ResApp plummets after follow-up coughing app trial disappoints investors
Health & Biotech
Nearly 60 per cent of ResApp’s share price was wiped in Tuesday morning trade as investors called into question “positive preliminary results” from a long-awaited follow-up trial for its coughing app.
ResApp’s share price (ASX:RAP) collapsed 14 months ago when an earlier trial of the smart phone app — which is designed to diagnose respiratory disease — failed and had to be redone.
At the time ResApp boss Tony Keating told Stockhead he was “very disappointed for my shareholders, who have obviously taken a big hit from this.
“We misjudged the complexities of the US emergency department system and the challenges of running a clinical trial in a US emergency department,” he said.
Today ResApp reported “positive preliminary results” from its SMARTCOUGH-C-2 study “for diagnosis of childhood respiratory disease using cough sounds.

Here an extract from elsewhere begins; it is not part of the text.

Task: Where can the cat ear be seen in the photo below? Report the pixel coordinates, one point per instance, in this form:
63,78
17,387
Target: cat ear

But it wasn’t enough to impress investors, who sent the stock down 60 per cent to an intraday low of 9c.
Results were measured by comparing its diagnoses of seven diseases, including asthma and pneumonia, with those of an independent clinical adjudication committee.

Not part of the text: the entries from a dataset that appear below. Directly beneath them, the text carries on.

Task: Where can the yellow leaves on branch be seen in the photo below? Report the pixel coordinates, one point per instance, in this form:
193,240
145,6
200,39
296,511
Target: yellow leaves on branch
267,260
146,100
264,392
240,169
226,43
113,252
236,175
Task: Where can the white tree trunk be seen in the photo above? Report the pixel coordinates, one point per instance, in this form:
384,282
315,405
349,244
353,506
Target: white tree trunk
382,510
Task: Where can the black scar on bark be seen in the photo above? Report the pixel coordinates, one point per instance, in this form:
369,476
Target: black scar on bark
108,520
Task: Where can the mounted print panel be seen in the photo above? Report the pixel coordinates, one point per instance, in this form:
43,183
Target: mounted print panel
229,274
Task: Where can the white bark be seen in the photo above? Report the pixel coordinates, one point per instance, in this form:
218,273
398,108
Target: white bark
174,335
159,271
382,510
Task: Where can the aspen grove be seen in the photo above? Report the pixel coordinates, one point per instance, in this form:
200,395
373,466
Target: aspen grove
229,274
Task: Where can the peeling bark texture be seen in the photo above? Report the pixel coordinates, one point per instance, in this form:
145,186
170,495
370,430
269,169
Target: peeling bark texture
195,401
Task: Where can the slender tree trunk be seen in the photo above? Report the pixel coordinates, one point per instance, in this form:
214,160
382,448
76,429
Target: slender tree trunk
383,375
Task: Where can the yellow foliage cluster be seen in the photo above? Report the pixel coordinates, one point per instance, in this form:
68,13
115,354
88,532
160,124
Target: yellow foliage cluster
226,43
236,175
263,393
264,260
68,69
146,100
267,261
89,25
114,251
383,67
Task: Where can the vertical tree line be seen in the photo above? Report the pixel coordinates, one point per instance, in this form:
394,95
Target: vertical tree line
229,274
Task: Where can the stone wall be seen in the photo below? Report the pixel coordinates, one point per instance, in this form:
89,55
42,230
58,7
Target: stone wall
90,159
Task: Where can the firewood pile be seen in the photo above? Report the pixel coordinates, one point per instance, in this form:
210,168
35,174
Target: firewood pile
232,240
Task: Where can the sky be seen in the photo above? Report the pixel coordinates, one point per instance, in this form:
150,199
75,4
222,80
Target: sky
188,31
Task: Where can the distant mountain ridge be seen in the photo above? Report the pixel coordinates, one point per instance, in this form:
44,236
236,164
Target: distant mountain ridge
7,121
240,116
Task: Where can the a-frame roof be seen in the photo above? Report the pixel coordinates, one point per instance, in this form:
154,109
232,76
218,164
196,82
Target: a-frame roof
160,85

The most successful positive diagnosis was for primary upper respiratory tract disease, with ResApp achieving 77pc positive percent agreement (PPA) — the proportion of patients with the disease that test positive.
The most successful negative percent agreement (NPA) — the proportion of patients without the disease who test negative — was 86pc for asthma and reactive airway disease.
However, figures of below 70pc were achieved for pneumonia and figures testing for croup were delayed until November “because of a technical issue in providing cough audio files to adjudicators for review”.
All figures compared poorly to results from its smaller Breathe Easy paediatric trial, announced in early September, which was conducted in Australia.
ResApp said it would be submitting applications to the US Food and Drug Administration (FDA) for approval for the smartphone app for lower respiratory tract disease, asthma and reactive airway disease and primary upper respiratory tract disease.
Investors on stock trading forum HotCopper had mixed views on ResApp’s announcement this morning. Here are a few comments amid the share price fall:
The trial has a long and tortuous history; back in August last year the company’s share price collapsed 77 per cent when the initial trial failed.
Its shares began slowly recovering after announcing in September last year that it was going to re-run the trial, taking what it had learned and making it stronger, and it kicked off again in January this year.